The planes are equipped with high-powered digital cameras which US officials fear could be used to help Moscow gather sensitive intelligence.
Moscow is already allowed to send surveillance jets over the US under the Open Skies Treaty, which allows all 34 signatories, including Russia and the US to conduct unarmed observation flights.
The aim of the 2002 treaty is to boost transparency about military activity and help monitor arms control and other agreements.
But, US military and intelligence officials say they fear Russia is taking advantage.
"The treaty has become a critical component of Russia's intelligence collection capability directed at the United States," Adm.
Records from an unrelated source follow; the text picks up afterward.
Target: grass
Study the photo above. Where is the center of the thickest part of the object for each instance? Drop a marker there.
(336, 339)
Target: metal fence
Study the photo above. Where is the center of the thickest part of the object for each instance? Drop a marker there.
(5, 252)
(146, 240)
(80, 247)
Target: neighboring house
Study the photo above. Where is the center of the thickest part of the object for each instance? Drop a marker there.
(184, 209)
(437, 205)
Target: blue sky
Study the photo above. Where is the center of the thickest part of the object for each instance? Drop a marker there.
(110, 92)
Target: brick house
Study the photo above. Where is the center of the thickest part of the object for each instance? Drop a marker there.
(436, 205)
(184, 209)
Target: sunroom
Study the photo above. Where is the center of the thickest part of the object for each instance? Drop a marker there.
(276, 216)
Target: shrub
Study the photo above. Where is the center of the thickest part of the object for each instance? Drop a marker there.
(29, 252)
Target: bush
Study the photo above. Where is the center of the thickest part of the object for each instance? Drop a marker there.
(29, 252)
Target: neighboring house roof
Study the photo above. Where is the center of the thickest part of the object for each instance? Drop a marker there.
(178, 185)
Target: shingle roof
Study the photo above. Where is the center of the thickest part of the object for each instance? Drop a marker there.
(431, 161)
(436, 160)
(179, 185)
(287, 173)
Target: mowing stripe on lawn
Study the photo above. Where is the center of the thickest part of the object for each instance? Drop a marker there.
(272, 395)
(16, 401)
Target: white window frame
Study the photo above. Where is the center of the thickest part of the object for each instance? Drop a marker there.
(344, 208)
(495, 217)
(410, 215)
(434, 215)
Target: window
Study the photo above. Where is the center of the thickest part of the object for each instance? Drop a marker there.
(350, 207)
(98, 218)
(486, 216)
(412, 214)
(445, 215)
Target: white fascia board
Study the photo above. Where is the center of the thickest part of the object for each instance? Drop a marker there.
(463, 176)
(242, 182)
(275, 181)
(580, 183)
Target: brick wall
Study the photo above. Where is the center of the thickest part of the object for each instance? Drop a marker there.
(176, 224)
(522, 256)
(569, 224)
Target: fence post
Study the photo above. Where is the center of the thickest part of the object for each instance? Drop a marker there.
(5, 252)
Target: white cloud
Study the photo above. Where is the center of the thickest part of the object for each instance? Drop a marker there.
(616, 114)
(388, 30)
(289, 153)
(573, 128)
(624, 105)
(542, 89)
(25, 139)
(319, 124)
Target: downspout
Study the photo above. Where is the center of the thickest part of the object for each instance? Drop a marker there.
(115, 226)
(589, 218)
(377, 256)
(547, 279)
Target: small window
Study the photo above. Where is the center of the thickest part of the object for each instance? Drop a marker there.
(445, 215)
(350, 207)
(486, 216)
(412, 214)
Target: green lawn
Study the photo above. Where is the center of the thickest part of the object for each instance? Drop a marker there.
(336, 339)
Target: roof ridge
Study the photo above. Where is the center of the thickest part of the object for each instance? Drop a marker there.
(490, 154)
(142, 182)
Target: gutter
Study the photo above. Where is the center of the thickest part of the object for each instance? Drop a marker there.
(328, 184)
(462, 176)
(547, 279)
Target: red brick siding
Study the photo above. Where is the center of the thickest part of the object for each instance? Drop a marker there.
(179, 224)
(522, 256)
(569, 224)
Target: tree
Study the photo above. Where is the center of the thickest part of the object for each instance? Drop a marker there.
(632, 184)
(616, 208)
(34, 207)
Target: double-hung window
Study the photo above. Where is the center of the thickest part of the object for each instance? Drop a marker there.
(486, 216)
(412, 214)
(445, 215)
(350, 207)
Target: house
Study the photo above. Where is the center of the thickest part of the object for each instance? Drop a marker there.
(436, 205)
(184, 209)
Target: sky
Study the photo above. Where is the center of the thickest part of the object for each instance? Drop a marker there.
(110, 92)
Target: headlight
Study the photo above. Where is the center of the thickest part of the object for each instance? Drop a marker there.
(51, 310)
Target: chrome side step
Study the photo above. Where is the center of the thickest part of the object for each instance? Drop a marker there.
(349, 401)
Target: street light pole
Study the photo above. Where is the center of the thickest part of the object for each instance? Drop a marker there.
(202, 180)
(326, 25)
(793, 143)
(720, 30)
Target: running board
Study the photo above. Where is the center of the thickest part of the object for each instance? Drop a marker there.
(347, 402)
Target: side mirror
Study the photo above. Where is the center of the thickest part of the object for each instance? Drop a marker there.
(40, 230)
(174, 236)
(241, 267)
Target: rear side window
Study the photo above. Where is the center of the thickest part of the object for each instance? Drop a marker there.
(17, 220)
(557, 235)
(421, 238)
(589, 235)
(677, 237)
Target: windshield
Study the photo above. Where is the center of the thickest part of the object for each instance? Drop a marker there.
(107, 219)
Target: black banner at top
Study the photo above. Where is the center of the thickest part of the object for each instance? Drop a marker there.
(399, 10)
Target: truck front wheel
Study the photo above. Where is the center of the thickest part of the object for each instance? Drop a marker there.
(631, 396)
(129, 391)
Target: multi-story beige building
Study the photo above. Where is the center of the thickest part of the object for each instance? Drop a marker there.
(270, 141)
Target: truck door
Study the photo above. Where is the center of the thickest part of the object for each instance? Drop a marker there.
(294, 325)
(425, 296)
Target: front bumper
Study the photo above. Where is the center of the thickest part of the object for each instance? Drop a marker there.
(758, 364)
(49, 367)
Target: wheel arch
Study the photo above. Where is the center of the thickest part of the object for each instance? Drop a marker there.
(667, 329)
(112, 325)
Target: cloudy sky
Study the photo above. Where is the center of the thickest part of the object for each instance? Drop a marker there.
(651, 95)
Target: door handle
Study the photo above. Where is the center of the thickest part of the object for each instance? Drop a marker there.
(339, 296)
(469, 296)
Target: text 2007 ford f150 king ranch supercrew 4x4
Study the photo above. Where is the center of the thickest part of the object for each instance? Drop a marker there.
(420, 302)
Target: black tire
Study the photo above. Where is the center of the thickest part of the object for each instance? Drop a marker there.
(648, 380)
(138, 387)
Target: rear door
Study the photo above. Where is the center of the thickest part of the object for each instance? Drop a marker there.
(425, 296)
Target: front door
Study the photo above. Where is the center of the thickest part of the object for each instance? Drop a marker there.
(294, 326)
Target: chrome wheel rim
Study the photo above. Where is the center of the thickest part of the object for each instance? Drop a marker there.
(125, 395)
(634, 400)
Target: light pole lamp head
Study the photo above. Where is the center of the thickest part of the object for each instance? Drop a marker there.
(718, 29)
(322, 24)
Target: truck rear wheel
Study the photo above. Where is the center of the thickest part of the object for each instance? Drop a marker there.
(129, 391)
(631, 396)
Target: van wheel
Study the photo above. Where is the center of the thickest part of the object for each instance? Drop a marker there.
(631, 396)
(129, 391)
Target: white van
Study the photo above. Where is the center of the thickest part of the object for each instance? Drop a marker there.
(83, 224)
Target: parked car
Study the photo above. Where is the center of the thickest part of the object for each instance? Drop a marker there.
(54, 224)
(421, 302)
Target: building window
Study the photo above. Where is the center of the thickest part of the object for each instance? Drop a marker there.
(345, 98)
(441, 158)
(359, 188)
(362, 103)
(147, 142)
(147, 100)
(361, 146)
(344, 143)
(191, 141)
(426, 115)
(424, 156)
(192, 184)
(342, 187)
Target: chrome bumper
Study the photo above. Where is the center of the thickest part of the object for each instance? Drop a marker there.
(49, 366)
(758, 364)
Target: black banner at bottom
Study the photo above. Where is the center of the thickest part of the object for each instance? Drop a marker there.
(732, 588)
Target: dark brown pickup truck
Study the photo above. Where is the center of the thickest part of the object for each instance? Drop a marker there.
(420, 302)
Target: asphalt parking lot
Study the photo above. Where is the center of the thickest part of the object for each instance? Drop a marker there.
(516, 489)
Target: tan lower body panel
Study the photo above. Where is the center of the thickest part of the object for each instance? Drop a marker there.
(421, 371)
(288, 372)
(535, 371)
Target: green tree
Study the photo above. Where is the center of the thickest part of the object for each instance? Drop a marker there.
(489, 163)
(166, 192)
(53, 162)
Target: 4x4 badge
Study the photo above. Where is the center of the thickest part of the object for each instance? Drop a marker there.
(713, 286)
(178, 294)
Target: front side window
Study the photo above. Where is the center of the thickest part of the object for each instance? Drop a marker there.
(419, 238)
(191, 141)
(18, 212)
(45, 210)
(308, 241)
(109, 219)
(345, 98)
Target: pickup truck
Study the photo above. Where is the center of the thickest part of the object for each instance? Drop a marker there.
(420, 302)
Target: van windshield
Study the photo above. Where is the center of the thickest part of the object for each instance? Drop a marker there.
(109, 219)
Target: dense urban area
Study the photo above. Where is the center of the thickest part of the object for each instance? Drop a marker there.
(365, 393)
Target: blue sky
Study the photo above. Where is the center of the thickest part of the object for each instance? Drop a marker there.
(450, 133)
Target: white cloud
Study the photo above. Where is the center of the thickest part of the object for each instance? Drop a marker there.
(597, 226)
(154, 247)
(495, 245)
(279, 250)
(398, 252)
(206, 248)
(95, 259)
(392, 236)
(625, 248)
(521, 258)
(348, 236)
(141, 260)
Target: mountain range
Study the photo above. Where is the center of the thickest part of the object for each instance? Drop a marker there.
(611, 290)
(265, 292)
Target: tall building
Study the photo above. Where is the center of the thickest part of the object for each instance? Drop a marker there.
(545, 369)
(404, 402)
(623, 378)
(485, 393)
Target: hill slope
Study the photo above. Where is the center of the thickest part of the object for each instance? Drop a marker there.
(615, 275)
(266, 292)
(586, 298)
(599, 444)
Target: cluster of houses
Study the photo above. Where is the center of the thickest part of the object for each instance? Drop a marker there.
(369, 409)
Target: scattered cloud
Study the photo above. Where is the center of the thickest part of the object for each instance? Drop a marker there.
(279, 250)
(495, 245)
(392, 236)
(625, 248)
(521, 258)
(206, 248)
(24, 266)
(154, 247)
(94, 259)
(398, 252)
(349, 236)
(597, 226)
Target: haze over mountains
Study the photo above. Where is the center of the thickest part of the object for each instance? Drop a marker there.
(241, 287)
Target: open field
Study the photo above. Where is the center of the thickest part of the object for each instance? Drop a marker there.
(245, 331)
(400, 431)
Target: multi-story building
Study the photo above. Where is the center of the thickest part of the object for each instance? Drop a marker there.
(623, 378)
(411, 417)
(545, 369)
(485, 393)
Cecil D Haney, commander of the US Strategic Command, warned earlier this year.
"In addition to overflying military installations, Russian Open Skies flights can overfly and collect on Department of Defence and national security or national critical infrastructure," Haney said.
"The vulnerability exposed by exploitation of this data and costs of mitigation are increasingly difficult to characterise."
Meanwhile, Stephen Rademaker, former assistant secretary of state for the US Bureau of Arms Control and the Bureau of International Security and Nonproliferation, told Congress in October that Russia has adopted a number of measures that are "inconsistent with the spirit" of the accord.
Russia, for example, has imposed restrictions on surveillance over Moscow.
But other officials have played down concerns, saying the correct precautions are in place to ensure all nations signed up to the treaty are protected.
They include the requirement for signatories to share all the information gathered with the 33 other nations.
"... one of the advantages with the Open Skies Treaty is that we know exactly what the Russians are imaging, because they must share the imagery with us," Rose Gottemoeller, undersecretary of state for arms control and international security, told a hearing in December.
According to a State Department official, the treaty nations have not yet received notice of the Russian request.
It comes at a time of heightened tensions the US and Russia, chiefly over Moscow's actions in Syria and Ukraine.
US jets have also had to intercept Russian bombers on numerous occasions over the last few years after they flew too close to US territory or US military equipment.